Holly Huddleston was Nicole Bolton's nemesis. PHOTOSPORT

But as almost always with this side, the wicket of Lanning is the key. Lanning had scored two centuries at this same ground in last year’s Rose Bowl Series as her team fought its way back from 0-1 to 1-2 — and now she and Beth Mooney dug in hoping to inflict a case of déjà vu on the WHITE FERNS.

Lanning had a lucky escape on 34 when a stumping appeal off Amelia Kerr was turned down and the pair was eyeing a century-stand together for the second wicket when Bates ran Mooney out off  Kerr’s bowling, a sorely needed breakthrough just as New Zealand hopes had started to sag.

It wasn't the WHITE FERNS' day. PHOTOSPORT

Kerr had been keeping the run rate on the down-low, but was unlucky not to pick up the wickets that were proving harder to come by in this encounter.

Amelia Kerr built good pressure. PHOTOSPORT

Cue Huddleston, who came back, zeroed in one the off-stump and delivered a killer wicket maiden by bowling Ellyse Perry for just one run in the 23rd.

Midway through their chase, Australia was 116 for three — Lanning now having been joined by Ellyse Villani after the quick departure of the vaunted Perry. They needed a further 155 at 6.20 RPO to hold onto the Rose Bowl.

There were chances and there were calls that went against them, shies at the stumps that only just missed and that growing feeling that it simply wasn’t going to be their day.

Huddleston was all wicket maidens. PHOTOSPORT

Villani survived as an edge went flying just beyond a fully-stretched, diving Rachel Priest — off Huddleston again, but before long Huddleston had produced her third wicket maiden of the innings when she broke through (again) by bowling Villani on 37 in the 35th.

Blackwell, who had been missing for much of the fielding effort after her catch, came into bat next while Bates reintroduced her strike option Kerr — looking to attack at a vulnerable point while Australia was looking for a run a ball.

Kerr (0-31 off 10) was lean, she was mean, but she would finish wicketless this time as Australia entered the final 10 overs needing slightly more than a run a ball now, the rest of the WHITE FERNS attack left frustrated as any width went to the boundary.

Blackwell had shared a run-a-ball 50-stand with Lanning, racing to a quick 32 before Anna Peterson snaffled an sweet caught and bowled, her 46th over also conceding just one run as the WHITE FERNS breathed one last time.

However, Lanning was by now on the cusp of her century, Australia’s equation having shrunk to just 25 from 24 on the back of her classy innings.

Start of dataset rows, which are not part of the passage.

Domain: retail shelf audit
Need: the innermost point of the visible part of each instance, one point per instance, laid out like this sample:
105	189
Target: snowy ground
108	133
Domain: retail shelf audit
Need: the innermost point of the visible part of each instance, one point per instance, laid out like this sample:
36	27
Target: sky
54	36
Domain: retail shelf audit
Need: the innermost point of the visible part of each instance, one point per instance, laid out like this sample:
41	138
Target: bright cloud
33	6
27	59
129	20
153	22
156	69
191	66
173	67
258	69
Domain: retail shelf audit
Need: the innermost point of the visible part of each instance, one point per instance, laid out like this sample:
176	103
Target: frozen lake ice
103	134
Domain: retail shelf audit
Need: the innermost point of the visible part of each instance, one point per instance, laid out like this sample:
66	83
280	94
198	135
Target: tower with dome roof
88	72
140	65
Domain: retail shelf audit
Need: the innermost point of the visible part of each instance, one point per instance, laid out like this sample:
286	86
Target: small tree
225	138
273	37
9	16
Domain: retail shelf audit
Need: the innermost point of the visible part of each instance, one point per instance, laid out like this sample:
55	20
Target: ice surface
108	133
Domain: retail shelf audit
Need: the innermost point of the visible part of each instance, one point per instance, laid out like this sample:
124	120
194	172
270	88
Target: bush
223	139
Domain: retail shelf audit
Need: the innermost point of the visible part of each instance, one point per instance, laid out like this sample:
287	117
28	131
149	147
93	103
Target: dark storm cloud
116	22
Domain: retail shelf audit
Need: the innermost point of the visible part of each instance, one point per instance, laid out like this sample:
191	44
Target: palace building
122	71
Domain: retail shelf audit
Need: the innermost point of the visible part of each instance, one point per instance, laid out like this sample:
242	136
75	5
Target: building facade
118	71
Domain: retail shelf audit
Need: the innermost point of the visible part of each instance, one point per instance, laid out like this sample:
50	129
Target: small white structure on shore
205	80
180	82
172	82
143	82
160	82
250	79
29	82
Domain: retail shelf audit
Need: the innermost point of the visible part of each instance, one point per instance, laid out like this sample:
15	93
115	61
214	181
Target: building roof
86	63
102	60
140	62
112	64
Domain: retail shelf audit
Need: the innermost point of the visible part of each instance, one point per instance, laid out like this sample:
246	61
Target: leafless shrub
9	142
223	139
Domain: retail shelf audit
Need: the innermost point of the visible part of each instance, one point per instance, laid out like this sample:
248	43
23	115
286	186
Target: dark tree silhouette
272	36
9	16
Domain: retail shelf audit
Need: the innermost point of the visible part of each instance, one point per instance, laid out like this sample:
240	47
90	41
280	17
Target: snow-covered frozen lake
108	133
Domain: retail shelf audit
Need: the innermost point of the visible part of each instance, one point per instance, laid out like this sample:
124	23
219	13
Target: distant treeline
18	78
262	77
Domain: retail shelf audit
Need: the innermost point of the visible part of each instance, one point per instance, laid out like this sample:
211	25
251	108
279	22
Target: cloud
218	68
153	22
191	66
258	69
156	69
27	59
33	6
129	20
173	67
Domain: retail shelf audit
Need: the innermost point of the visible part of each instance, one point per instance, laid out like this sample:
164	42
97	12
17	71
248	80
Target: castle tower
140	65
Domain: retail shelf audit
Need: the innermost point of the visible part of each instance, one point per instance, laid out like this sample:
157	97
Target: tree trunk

Lanning did it again. PHOTOSPORT

Twelve runs off the 47th — including a six over long on from Alyssa Healy, backed up with a boundary next ball — handed the ascendancy back to Australia and they never let go, Lanning raising her bat at Bay Oval yet again and finishing unbeaten on 104 as Australia blasted home for a five-wicket win and 2-1 Rose Bowl Series victory with four balls to spare. Again.

Scorecard



Beth Mooney was named player of thre Series and Lanning player of the match, while WHITE FERN Amy Satterthwaite was awarded the NZCPA Player’s Cap — voted by the players themselves — as the most outstanding individual of the season. It was the first time Satterthwaite had one the award, Suzie Bates having won the inaugural presentation last summer.